Белый континент | страница 6
…И со страхом ждал, когда наступит тот решительный разговор с матерью, во время которого он откажется от совершенно не нужной ему медицины. Теперь же, когда этот разговор наступил, он с изумлением понял, что не находит слов для того, чтобы начать возражать и доказывать свою правоту. Вместо этого он почему-то вспомнил, как мать провожала его старших братьев и какой непроницаемо-мрачный бывал у нее вид после отъезда каждого из них. А потом ему вдруг представилось, что когда-нибудь она вот так же проводит его, строгим голосом пожелает ему удачи, в последний раз поворчит о том, что лучше бы ему было пойти в университет, и вернется домой. И будет с таким же спокойным, но бесконечно несчастным лицом ходить по комнатам. В полном одиночестве.
— Я бы все-таки хотела, чтобы ты как следует об этом подумал, — вновь заговорила пожилая женщина суровым тоном. — Учеба в университете сделает тебя солидным человеком. И ты сможешь жить здесь, дома, а не болтаться по свету неизвестно где. Подумай еще, пока у тебя есть время.

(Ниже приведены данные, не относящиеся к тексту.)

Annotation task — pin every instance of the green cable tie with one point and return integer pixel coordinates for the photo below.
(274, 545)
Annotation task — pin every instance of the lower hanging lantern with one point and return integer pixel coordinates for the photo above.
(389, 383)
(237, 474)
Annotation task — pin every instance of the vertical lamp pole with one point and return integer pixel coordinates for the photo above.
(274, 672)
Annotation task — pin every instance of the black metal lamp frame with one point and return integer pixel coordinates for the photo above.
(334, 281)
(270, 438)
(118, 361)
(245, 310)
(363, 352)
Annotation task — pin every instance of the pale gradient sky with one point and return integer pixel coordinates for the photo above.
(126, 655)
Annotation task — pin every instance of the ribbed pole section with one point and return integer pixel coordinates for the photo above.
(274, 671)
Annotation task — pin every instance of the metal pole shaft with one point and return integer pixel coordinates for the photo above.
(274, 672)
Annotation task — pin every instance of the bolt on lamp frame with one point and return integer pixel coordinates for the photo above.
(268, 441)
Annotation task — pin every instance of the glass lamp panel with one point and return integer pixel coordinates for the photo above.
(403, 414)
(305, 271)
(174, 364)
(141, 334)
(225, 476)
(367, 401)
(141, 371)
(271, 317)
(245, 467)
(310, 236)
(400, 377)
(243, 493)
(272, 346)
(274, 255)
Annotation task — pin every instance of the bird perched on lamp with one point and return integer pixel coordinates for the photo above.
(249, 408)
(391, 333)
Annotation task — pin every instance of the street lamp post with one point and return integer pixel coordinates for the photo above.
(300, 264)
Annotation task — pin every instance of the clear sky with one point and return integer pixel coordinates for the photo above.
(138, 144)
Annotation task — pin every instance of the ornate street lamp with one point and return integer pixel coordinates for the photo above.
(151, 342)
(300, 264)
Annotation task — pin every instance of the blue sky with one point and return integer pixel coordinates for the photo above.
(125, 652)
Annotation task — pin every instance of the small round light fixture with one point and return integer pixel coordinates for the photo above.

И опять в ее голосе промелькнули едва заметные просительные нотки. Руал сжал губы и опустил глаза. Как бы там ни было, а ведь он — единственный оставшийся в их семье мужчина, а мать — слабая женщина. Значит — ему и нести за нее ответственность, хоть он и самый младший из братьев. Нансен и Франклин, Гренландия и Северный полюс, льды и снега, в которых он мечтал побывать и которые пять минут назад казались ему такими близкими, вновь отодвинулись в невообразимую даль и скрылись в тумане. Он снова посмотрел Ханне в лицо, крепко сжал ее руку и слегка улыбнулся:
— Да, мама, я сделаю, как ты хочешь — пойду учиться медицине.
Глава II
Атлантический океан, 1889 г.
Палуба раскачивалась так сильно, что казалось, будто бы корабль специально пытается сбросить свою нерадивую команду в океан. Матросы, попадавшиеся навстречу молодому офицеру, размахивали руками, чтобы удержать равновесие, и при каждом толчке оглашали корабль забористой руганью. Молодой человек после их тирад вздрагивал и болезненно морщился, но сам боролся с качкой молча, не издавая ни звука и лишь еще сильнее вцепляясь в поручни. Его аккуратная лейтенантская форма, безукоризненно чистая и совсем чуть-чуть помятая, так резко отличалась от одежды остальной команды, словно сам он был с какого-то другого судна, а сюда, на "Амфион", попал совершенно случайно. Хотя на самом деле он служил на этом корабле уже второй месяц.